I think the weaker aspects of The Killing might be traceable to producer Veena Sud’s evident style on CBS’ Cold Case. The initial seasons of that series followed Kathryn Morris’ intriguingly disheveled, quietly tough cop trying to solve murders that would bring some peace to both the dead and their living mourners. The show had a gray palette, and was frequently shot in the (supposedly Philadelphia) rain. In its later seasons, Cold Case had become repetitive and mawkish. In its first season, The Killing could barely sustain its organizing conceit, the approximately one-day-per-episode exploration of a disheveled, quietly tough cop trying to solve the murder of a girl and bring comfort to her extravagantly grieving parents.
In considering the plot threads left dangling — Holder’s role in the crime; Sarah’s possible marriage; the unhappiness of her son — I am not filled with anticipation to find out how these will be snipped or woven into a satisfying dramatic fabric.

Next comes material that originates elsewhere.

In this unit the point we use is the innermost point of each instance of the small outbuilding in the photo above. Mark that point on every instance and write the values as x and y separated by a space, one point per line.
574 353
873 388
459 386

Instead, I find myself wishing The Killing would start anew, with Enos at its center, with a fresh case and some clearing skies. I also wish Holder would be by her side, helping her track down clues with his drawling sarcasm and barely contained frustration at being paired with the only cop in Seattle who presents even less of an affect than he does. Yes, those are the wishes of someone who’d actually like it if The Killing was either more conventional or more drastically, experimentally different. But at this point, none of what I hope for seems very likely, does it? So I’ll just hope for the best Killing possible.